Вопрос

I've been using Instruments on an ARC project (run on a device) to make sure I'm cleaning up any abandoned memory. To this end, I've been using the allocations generations tool and taking snapshots of my heap for the same action 10-20 times. What I'm confused about is the growth. Some of the time the growth is 0, and then the other, some number of bytes (never consistent ranging from a few bytes to a several kilobytes) seems to be accruing. But there is usually at least few iterations where the growth is 0.

My question is: if my growth is sometimes 0, does that mean that my memory management is correct? Or do I still have issues that I need to ferret out? I understand that it might take several cycles for the memory to "drain", but what about the memory that is still being allocated and remaining even after >10 iterations?

This seems like a more general question about the interpretation of Instruments, so I've left out any specific code. Besides, I've found this happening in various heap snapshot scenarios: pull to refresh, push view controller, etc.

Edit: I've included a snapshot of my Instruments window.

Это было полезно?

Решение

I would say that if you have several iterations of your action loop that result in 0 bytes allocated and still living then you are good on memory management and have no leaks.
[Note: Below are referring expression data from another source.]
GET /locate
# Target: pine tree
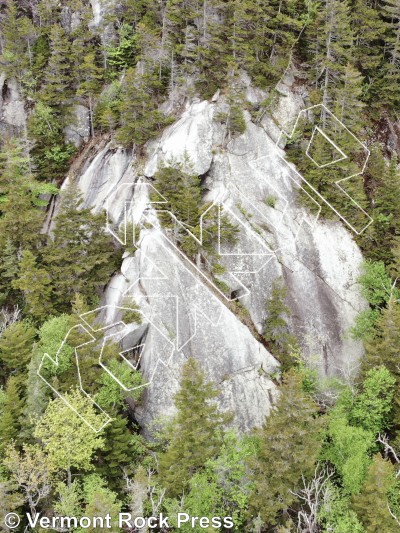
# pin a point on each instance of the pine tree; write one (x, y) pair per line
(195, 433)
(331, 46)
(123, 55)
(384, 350)
(68, 442)
(390, 75)
(140, 118)
(8, 272)
(11, 411)
(371, 504)
(20, 218)
(57, 87)
(291, 436)
(276, 328)
(16, 346)
(368, 28)
(347, 99)
(81, 256)
(19, 34)
(91, 76)
(122, 451)
(35, 284)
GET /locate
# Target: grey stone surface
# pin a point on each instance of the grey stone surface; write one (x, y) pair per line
(318, 260)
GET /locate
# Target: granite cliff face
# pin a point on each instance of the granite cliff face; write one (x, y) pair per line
(185, 315)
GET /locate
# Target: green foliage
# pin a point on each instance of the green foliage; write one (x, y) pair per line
(107, 110)
(348, 451)
(371, 504)
(195, 432)
(337, 515)
(57, 86)
(20, 216)
(16, 346)
(50, 153)
(97, 498)
(291, 435)
(10, 420)
(68, 441)
(376, 285)
(111, 394)
(383, 349)
(140, 120)
(81, 256)
(123, 55)
(372, 408)
(179, 203)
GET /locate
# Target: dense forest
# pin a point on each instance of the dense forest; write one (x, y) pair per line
(328, 456)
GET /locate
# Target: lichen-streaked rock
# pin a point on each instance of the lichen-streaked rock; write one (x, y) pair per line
(318, 260)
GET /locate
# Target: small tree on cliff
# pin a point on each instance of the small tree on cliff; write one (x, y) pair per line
(195, 432)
The increases you are seeing (from a few bytes to a few kilobytes) are most likely from the OS or background Apple code doing things to try to manage the tasks you are doing. One easy example is if you bring up the keyboard for the first time Apple allocats memory for it that is never released, so that iteration you will see "leaked" memory that you didn't create. Everything you do has background code that Apple runs and you can't define what it wants to do with memory. It could be cacheing specific things that are done often so that next time it runs faster. The whole Apple philosophy is smooth running apps so the user experience is the best it can be. What the OS does in the background to make that happen can be intermittent and can cause unreleased memory.

Check the heap-snapshots for what objects were allocated and not released. If you can track those objects to your code then fix it, if you can't then it's likely an OS allocation that either can or cannot be avoided. Like I said a moment ago, if you are getting a lot of 0 increases then I would not worry about it because of these intermittent OS increases.